First, what's a saison? Brewed in the French-speaking part of Belgium, it's a "farmhouse" style ale, meaning in the "olde" days, ye regular folk made this type of beer in the winter and had it ready to drink by summertime. Don't think this means "lightly refreshing summer beer," in the style of a wheat beer or--heaven help us--a Bud Lime. According to beer god Michael Jackson, a saison is a "sharply refreshing, faintly sour, top-fermenting brew, sometimes dry-hopped, often bottle-conditioned, 5.5 - 8 by volume."
 
Being the kind of girl who buys wine for the pretty labels, I have to admit that the label on the Saint Somewhere Saison Athene made it all the more appealing. A pretty girl-fairy soars over a Southern-looking locale (evidenced by the palm and citrus trees, and well, the fact they're based in Tampa). Very Mucha, Belle-Epoch-looking stuff.

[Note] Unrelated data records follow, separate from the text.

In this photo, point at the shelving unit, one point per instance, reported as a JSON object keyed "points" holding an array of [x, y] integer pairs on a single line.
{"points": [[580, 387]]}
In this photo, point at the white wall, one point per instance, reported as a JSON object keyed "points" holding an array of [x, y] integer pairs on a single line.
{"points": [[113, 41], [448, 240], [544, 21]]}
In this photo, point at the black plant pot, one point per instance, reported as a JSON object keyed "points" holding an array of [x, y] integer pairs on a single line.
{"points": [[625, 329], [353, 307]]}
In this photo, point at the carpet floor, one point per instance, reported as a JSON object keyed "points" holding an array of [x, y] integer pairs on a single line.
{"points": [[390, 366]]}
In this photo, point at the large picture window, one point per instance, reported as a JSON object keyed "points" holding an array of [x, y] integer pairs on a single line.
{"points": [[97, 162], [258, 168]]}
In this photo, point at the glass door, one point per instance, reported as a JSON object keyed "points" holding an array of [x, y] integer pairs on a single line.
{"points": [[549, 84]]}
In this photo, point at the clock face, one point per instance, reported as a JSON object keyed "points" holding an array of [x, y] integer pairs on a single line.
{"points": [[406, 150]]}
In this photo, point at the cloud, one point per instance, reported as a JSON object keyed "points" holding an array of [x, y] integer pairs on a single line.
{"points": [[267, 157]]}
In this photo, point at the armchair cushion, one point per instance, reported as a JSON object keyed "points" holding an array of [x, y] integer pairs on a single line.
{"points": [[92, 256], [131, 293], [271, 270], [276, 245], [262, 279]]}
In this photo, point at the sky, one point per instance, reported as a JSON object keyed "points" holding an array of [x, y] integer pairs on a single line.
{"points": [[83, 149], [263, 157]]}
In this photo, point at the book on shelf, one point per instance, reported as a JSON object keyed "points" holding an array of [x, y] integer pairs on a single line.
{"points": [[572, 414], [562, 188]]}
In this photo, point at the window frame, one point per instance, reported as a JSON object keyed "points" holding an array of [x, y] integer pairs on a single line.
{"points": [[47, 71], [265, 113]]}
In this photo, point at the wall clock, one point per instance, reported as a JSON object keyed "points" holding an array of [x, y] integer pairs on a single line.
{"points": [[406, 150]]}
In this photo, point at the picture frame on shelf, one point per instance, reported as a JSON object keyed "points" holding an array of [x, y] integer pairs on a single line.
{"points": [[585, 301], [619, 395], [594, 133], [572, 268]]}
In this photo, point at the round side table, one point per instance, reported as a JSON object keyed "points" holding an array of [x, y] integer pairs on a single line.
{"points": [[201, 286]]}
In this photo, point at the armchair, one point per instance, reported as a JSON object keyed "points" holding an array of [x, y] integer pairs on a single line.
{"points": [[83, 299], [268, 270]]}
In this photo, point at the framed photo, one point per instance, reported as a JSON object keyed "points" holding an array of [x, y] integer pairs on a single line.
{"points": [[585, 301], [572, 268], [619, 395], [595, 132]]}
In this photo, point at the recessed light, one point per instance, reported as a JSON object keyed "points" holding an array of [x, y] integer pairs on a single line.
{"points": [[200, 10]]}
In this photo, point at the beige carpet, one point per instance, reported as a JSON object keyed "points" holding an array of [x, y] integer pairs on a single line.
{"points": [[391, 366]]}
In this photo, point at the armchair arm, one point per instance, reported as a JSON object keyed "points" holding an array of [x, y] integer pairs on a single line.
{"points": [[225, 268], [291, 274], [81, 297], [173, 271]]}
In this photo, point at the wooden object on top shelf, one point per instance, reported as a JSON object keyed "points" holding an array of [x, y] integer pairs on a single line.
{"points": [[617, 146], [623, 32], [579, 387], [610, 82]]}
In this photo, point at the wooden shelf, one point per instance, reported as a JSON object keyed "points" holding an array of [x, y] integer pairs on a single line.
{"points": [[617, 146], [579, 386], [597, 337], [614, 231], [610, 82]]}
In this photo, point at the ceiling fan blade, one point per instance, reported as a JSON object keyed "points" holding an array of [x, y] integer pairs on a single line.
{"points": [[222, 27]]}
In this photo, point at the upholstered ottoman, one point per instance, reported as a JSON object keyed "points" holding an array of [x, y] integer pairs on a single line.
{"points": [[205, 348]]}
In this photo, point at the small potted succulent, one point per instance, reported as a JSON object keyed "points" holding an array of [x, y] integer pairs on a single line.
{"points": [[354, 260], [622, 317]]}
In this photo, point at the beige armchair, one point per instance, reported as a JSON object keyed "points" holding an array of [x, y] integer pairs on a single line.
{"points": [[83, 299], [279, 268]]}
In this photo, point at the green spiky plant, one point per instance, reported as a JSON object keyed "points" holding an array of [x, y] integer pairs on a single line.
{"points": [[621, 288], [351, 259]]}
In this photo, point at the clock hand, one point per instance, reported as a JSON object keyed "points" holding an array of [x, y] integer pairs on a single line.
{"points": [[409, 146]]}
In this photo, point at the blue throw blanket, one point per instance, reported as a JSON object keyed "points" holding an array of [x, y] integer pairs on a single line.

You can (sorta) see from their web site that their other brews have similar labels.*
 
This is a big bottle - I got almost four pint glasses out of it. And it's not "light," per se - 7.5% (for comparison, a Sam Adams summer ale is 5.20%). And the taste?
 
Daaaaaaammmmmnnn.
 
Not that I had any expectations, but ... I guess I must have, because this wasn't what I expected. Very sour, like a fuzzy, beery lemonade almost. With a lot of different flavors thrown in the mix for good measure. This is one complex brew. It kind of reminded me of a lambic - another Belgian beer. Very distinct, not at all "hoppy," even though hops are used. But I think, like lambics, this beer's hops were dry, because I didn't get that herbal, perfumey taste that I get from the popular American "hop bombs" (Sierra Nevada Pale Ale, as an example - to me, anyway; I'm not sure a "hop head" would think Sierra Nevada Pale Ale was sufficiently hoppy). What I did get was . . . funky. And I don't mean that in a necessarily bad way. Just really, really, really different.
 
Would I buy it again? No, not anytime soon, only because there are a lot of other new styles of beer I want to try. This is unusual enough that I wouldn't add it to my everyday repertoire (as I have, say, the Wacko summer ale).
 
* - The Saint Somewhere web site is all Flash (boo!) - which explains why I couldn't see anything when I first tried to look at it via my iPhone. The images are all very pixilated and they don't give individual descriptions of each style of beer they're currently brewing, instead relying on Beer Advocate reviews! What? You can't even simply type out what's on the back of the bottle? Even that would be better (wish I had the bottle here with me while typing this, actually). Not enough "story" on the brewery, either. At least it didn't have music.